Nor I, left lorn, should thus mine ills bemoan.
Yet all that may the fortunate betide
Fell to thy lot; in manhood's prime a king:
Me hadst thou son and heir unto thine house, 655
So that thou wast not, dying, like to leave
A childless home for stranger folk to spoil.
Nor canst thou say that flouting thy grey hairs
I gave thee o'er to death, whose reverence
For thee was passing word:—and this the thank 660
That thou and she that bear me render me!
Wherefore, make haste: beget thee other sons
To foster thy grey hairs, to compass thee
With death's observance, and lay out thy corpse.
Not I with this mine hand will bury thee. 665
For thee dead am I. If I see the light,—
Another saviour found,—I call me son
To her, and loving fosterer of her age.
For nought the agèd pray for death's release,
Plaining of age and weary-wearing time. 670
Let death draw near—who then would die?
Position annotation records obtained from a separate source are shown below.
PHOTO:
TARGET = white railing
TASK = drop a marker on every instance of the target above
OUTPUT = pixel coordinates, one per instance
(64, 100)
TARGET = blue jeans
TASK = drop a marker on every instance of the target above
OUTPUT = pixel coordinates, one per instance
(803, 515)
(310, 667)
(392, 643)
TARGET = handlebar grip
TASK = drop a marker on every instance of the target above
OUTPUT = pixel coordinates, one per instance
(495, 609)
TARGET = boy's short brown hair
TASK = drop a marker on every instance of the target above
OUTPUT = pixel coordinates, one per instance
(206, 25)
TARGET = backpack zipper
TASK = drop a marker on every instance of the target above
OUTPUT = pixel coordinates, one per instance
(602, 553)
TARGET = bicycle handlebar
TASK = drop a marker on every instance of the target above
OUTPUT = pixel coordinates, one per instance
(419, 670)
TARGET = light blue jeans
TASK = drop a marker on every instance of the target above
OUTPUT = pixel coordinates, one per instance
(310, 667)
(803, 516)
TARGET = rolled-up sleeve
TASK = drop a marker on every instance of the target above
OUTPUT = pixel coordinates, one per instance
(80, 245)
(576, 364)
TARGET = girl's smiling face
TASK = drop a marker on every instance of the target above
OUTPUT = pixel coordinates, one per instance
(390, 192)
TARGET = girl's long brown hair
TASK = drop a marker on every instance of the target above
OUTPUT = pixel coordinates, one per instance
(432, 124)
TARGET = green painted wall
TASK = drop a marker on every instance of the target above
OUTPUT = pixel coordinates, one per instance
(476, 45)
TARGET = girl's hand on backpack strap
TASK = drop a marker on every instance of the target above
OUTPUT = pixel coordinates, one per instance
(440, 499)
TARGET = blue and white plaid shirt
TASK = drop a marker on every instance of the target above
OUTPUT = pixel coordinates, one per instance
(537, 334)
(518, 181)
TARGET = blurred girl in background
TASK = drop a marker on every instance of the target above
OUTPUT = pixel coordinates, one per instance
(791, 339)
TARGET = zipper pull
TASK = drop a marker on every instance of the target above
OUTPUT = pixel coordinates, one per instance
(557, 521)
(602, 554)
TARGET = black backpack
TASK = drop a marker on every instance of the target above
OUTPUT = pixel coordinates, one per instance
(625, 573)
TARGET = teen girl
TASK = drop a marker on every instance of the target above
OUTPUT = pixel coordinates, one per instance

Not one:
No more is eld a burden unto them.


Chorus.

O hush! Suffice the affliction at the doors.
O son, infuriate not thy father's soul.


Pheres.

Son, whom, think'st thou—some Lydian slave or Phrygian 675
Bought with thy money?—thus beratest thou?
What, know'st thou not that I Thessalian am,
Sprung from Thessalian sire, free man true-born?